PARIS - Um país muito diferente da Índia que povoa nosso imaginário está na exposição que acaba de ser inaugurada na Fundação Cartier para a Arte Contemporânea, em Paris. A estrela da mostra é o arquiteto Bijoy Jain, fundador do Studio Mumbai, um artista fora dos cânones, transversal, que vai da escultura à construção e da pintura ao design.
Intitulada Le souffle de l’architecte ("O sopro do arquiteto"), a mostra foi desenvolvida especialmente para a instituição francesa e demorou três semanas até ficar pronta, com Jain e sua equipe trabalhando no local. Por sugestão do curador, Hervé Chandès, a exposição é um conjunto que traz também desenhos em grafite da artista chinesa Hu Liu e da ceramista dinamarquesa de origem turca Alev Ebüzziya Siesbye.
Bijoy Jain estava presente na vernissage para a imprensa, mas falou muito pouco, porque é um homem que prefere o silêncio às palavras. Alto, magro, de cabelos grisalhos, vestia uma saia calça comprida marrom café e um casaco de lã azul-marinho até os quadris.
Ao falar, disse que “o sopro do arquiteto é também um sopro coletivo, na medida em que nos ajuda a reencontrar a esperança que existe ao nosso lado”. E explicou que aquele trabalho, que demandou quase um mês para ser construído, em Paris, estava há cerca de um ano e meio sendo gestado em sua cabeça.
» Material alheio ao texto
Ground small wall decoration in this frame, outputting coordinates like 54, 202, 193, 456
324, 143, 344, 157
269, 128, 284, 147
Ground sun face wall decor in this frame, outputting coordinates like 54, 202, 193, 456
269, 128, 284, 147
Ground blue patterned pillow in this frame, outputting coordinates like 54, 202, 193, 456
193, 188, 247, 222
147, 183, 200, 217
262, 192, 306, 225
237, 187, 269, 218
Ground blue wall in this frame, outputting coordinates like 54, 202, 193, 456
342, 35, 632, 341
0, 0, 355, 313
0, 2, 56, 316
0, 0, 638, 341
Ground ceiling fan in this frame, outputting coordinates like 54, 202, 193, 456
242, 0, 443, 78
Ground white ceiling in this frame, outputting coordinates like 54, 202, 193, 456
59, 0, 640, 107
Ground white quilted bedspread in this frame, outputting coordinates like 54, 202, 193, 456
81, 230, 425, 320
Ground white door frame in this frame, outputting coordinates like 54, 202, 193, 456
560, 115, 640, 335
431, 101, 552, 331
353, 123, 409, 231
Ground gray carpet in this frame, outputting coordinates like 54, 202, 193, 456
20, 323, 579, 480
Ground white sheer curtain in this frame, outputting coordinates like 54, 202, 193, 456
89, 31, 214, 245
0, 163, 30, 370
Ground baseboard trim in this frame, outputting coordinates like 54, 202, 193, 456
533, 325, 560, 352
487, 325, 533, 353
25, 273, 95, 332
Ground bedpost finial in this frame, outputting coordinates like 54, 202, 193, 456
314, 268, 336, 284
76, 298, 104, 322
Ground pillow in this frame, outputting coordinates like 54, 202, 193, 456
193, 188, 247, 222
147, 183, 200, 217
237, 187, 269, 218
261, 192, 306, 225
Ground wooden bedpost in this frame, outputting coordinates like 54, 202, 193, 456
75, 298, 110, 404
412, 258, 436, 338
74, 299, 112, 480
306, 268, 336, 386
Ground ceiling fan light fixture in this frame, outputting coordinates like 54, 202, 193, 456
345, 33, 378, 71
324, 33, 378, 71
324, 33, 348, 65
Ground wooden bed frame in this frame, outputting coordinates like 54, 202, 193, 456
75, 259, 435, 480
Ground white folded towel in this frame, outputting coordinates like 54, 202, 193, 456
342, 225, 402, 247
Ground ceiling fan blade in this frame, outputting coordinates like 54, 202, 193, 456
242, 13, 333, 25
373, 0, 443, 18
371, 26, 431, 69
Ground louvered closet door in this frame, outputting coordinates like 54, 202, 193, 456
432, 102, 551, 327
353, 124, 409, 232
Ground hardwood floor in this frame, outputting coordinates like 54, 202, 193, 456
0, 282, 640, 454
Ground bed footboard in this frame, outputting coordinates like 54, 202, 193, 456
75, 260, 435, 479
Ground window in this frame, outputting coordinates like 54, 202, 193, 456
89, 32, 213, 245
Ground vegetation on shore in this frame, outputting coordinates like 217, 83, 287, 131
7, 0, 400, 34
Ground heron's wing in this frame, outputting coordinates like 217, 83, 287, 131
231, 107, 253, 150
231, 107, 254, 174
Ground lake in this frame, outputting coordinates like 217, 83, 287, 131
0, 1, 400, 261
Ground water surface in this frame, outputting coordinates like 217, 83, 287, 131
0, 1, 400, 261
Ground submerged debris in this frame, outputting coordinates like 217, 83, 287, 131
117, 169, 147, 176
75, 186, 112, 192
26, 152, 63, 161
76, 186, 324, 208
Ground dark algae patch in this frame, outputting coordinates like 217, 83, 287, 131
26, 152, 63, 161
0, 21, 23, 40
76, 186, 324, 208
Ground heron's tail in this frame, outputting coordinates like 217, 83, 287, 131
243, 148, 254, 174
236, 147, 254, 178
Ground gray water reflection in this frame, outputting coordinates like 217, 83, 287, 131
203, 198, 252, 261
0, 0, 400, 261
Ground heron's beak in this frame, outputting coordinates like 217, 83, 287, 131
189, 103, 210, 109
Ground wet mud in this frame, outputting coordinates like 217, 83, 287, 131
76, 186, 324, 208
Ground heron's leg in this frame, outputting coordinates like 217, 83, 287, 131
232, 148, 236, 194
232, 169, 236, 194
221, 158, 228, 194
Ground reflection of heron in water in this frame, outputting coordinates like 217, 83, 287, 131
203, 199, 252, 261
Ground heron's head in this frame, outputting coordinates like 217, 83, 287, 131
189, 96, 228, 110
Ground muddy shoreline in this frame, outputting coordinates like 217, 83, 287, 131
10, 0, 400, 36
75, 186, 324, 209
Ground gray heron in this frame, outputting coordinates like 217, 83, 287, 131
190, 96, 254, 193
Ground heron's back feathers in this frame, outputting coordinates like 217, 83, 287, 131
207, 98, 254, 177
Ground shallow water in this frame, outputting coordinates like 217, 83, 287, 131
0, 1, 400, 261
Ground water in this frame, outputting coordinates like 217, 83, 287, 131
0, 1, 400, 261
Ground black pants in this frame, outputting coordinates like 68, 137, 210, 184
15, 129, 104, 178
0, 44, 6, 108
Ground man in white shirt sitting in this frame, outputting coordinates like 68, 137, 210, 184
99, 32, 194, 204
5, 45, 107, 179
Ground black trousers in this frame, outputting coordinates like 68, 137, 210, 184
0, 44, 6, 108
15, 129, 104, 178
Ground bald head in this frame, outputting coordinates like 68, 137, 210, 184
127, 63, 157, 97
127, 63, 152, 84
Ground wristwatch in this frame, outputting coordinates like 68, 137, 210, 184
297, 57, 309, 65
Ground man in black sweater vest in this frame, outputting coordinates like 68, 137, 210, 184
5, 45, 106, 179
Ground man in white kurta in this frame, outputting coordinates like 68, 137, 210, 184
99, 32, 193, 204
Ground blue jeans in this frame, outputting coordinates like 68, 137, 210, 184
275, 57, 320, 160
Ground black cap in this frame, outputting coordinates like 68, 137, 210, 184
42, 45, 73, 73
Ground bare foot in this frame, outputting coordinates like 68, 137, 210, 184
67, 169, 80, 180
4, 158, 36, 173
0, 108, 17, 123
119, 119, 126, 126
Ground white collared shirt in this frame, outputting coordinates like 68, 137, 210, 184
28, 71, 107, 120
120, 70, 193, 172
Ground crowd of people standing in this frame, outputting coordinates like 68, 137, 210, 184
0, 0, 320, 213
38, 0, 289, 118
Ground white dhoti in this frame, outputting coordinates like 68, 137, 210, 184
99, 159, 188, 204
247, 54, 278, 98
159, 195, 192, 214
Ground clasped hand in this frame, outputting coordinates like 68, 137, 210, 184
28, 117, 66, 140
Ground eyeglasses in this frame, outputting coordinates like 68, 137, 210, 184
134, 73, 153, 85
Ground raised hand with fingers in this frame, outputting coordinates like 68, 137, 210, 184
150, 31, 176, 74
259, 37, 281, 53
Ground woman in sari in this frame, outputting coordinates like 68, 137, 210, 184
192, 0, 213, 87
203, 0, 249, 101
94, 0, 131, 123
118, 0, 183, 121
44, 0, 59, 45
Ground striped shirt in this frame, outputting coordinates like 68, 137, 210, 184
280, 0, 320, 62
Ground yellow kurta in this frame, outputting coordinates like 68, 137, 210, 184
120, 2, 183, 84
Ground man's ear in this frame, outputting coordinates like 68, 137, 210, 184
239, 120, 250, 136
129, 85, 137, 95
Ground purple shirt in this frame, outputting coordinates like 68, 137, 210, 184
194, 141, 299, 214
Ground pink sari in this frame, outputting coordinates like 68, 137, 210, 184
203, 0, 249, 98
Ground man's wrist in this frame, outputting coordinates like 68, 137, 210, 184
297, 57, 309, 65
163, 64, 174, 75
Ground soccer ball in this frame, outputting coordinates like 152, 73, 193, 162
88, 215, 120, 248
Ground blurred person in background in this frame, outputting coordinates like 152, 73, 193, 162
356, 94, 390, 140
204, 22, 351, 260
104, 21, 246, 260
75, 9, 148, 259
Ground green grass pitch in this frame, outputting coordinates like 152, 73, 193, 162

"Meu objetivo foi trazer a cidade para dentro da Fundação Cartier”, afirmou. Pouco depois, disse que “trabalhar em lugares diferentes – Japão, França ou qualquer outro ambiente – é mais do que nada uma construção da mente, uma maneira de perceber e de se adaptar aos limites e às dimensões físicas e geográficas.
O artista indiano tem 58 anos, se formou em Washington e trabalhou em Los Angeles e Londres antes de voltar para seu país. Ganhou o mundo a partir de 2010, quando sua obra teve destaque na Bienal Internacional de Arquitetura de Veneza.
Ao conhecer seu trabalho, desde então, o diretor-geral da Fundação Cartier, Cris Dercon, passou a acalentar o desejo de levá-lo para Paris. “A sua apresentação em Veneza foi um marco. A partir daí todos começaram a falar dele e do Studio Mumbai, porque ele não é um arquiteto convencional, trabalha entre o design e a literatura, as artes plásticas e a arquitetura”, disse, ao apresentar Jain.
Outra coisa que atraiu Dercon foi o fato de o indiano ser um multiartista com dimensão para dialogar com o edifício da Fundação, que foi projetado pelo francês Jean Nouvel, vencedor do prêmio Pritzker em 2008, considerado o Oscar da Arquitetura.
A Fundação fica no Boulevard Raspail, no bairro parisiense de Montparnasse, onde há um século nas mesas dos bares e cafés se reuniam os artistas dos “Anos Loucos”, que marcaram uma década de efervescência cultural.
O lugar da Fundação é particularmente significativo, pois também está diante da “École Speciale d'Architeture”, onde expoentes mais abastados da nova geração se preparam para seguir a profissão, definida por alguns arquitetos como uma aventura humana na construção das cidades.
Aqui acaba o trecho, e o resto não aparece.